For the first 3 sessions, the students focused purely on designing, using the vector graphic TouchDrawApp on iPads, this allows the kids to use some powerful vector features like subtraction and merging, but especially allowing them to export their designs as SVG files that the DT machines can handle. They had to design two versions, one to be made my machines, the other to be made by hand—the latter needed to be simpler to allow for their inexperience with working with resistant materials.

The fact that their designs were digital meant I could easily print them for transfer to the materials they would use, as well as export their machine designs to use with the laser cutter, before they commenced work on the hand made designs.

4 or 5 session later ... (making by hand takes a LOT longer than making by machine, something these students have a profound appreciation of now...) the students were given the option of modelling the design in 3D using SketchUp, before making it by exporting it to the 3D printer. As mentioned earlier, many students opted instead to stay in the workshop, so much for tech trumping traditional tools...
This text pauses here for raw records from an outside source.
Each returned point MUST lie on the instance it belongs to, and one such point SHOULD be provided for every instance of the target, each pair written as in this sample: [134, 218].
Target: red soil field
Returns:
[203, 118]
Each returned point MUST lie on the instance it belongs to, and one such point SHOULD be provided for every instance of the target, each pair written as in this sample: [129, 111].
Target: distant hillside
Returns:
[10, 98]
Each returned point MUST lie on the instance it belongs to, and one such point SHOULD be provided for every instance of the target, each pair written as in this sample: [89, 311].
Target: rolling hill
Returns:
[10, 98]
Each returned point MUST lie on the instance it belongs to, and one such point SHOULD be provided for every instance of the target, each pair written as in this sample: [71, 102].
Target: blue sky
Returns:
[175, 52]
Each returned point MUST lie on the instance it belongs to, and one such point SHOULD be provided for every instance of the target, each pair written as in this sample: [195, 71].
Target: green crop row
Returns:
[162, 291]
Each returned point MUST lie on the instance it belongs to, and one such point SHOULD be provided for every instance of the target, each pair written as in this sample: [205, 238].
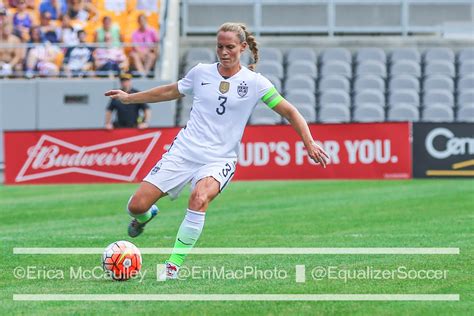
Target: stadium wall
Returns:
[65, 104]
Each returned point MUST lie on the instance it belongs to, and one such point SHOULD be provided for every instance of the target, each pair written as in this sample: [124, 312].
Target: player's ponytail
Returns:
[245, 36]
[250, 39]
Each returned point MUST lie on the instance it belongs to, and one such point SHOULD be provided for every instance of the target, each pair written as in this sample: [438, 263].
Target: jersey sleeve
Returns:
[267, 92]
[186, 85]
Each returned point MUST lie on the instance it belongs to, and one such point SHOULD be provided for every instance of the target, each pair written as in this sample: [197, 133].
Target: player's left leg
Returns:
[191, 227]
[208, 182]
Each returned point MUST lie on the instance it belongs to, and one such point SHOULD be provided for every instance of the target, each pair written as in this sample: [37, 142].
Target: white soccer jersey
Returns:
[220, 111]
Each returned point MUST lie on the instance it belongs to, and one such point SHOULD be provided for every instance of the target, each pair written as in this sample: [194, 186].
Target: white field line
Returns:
[236, 297]
[251, 251]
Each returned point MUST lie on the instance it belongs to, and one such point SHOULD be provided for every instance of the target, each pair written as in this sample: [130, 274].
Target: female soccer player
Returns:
[205, 151]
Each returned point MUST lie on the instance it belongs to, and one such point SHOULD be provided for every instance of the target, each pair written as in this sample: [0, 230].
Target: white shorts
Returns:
[172, 173]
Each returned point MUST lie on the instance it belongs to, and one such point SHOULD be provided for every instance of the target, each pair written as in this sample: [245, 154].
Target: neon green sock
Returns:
[141, 218]
[188, 234]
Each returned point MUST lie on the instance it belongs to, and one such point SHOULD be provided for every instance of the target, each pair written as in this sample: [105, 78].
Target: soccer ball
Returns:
[122, 260]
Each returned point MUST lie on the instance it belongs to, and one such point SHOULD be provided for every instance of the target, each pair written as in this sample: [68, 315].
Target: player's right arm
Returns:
[162, 93]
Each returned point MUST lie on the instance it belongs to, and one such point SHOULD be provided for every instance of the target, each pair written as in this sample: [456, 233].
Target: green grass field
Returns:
[429, 213]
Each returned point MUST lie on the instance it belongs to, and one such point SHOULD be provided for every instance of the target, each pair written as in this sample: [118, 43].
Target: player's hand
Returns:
[318, 154]
[118, 95]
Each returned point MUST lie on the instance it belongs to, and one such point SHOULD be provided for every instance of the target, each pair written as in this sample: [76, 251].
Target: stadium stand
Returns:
[372, 84]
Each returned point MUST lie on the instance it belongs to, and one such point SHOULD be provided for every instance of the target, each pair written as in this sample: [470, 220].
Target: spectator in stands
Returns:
[30, 4]
[10, 57]
[117, 6]
[4, 16]
[49, 32]
[22, 21]
[44, 58]
[78, 61]
[56, 8]
[147, 5]
[68, 33]
[127, 115]
[108, 28]
[81, 10]
[111, 60]
[144, 56]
So, once again, the tech served to enhance the 'real world' experience. An approximate ratio of screentime to make time in this activity would be at least 1:5, one session with digital tools on screens for every 5 sessions with traditional tools in the workshop, less for those who opted out of the 3D printing.

So there you have it, the human propensity to make remains undaunted in the 21st Century, far from negating it, tech tools transform designing making, just as it always has with traditional tools, it's not either/or, it's both.


Gardner H (2006). Five minds for the future. Harvard Business Press.